A callback has been received on the listener, granting a shell as the “apache” user:

The following steps can be done to obtain an interactive shell:

  • Running “python -c ‘import pty; pty.spawn(“/bin/sh”)’” on the victim host
  • Hitting CTRL+Z to background the process and go back to the local host
  • Running “stty raw -echo” on the local host
  • Hitting “fg + ENTER” to go back to the reverse shell
  • export TERM=XTERM

Privilege Escalation

When viewing the contents of the configuration.php file, which normally contains database credentials for Joomla, a password is revealed:

The password found earlier was also being used as the credential for the “jjameson” user:

When running the sudo -l command as jjameson, it appears the user is allowed to run Yum as root.

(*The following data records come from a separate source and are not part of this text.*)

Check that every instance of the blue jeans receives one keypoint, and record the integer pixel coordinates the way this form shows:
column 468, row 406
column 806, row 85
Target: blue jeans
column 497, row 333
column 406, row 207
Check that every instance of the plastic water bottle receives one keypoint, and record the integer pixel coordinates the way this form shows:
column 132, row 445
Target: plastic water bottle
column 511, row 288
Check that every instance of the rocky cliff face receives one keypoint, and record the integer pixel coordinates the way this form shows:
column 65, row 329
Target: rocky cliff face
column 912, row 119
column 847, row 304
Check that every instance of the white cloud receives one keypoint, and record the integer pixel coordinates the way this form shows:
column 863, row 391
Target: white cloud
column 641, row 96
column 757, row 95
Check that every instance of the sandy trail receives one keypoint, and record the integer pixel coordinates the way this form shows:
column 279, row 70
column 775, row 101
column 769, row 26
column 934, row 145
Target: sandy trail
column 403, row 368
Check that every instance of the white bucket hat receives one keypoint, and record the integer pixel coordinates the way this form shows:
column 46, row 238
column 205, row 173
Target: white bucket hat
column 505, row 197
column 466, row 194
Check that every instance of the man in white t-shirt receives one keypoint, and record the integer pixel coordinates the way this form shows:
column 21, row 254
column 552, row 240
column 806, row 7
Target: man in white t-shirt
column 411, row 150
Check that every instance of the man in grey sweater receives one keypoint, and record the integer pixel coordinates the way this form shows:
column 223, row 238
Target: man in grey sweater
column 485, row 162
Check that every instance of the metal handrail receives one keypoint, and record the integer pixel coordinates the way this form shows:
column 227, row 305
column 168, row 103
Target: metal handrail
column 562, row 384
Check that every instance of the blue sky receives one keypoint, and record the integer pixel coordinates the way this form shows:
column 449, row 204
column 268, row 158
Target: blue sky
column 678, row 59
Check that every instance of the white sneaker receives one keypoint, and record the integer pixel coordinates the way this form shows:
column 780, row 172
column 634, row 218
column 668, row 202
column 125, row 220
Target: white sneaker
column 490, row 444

Yum is a free and open-source command-line package-management utility for Linux-based operating system which uses the RPM Package Manager.

After consulting GTFOBins, it appears that Yum can be used to escalate privileges, by crafting a malicious RPM package and installing it on the victim machine:

Following the steps mentioned in GTFOBins to create a RPM package which will execute the id command when installed, in order the root-level command execution:

Using the Python Simple HTTP Server and Wget to transfer the RPM package to the victim machine:

Installing the RPM package, as shown below, the id command was executed as root:

Creating another RPM package, that this time will create a SUID copy of the /bin/bash binary:

Using the Python Simple HTTP Server and Wget to transfer the RPM package to the victim machine:

Installing the RPM package, the SUID Bash binary has been created successfully:

After executing the new SUID bash binary with the -p flag, which allows to execute binaries as the owner of it, this grants root access to the host:

Conclusion

This box was pretty fun and I definitely learned something new, as Joomla isn’t that common nowadays, especially in capture the flag challenges. The Yum privilege escalation vector wasn’t new too me but still a very interesting way to escalate to root.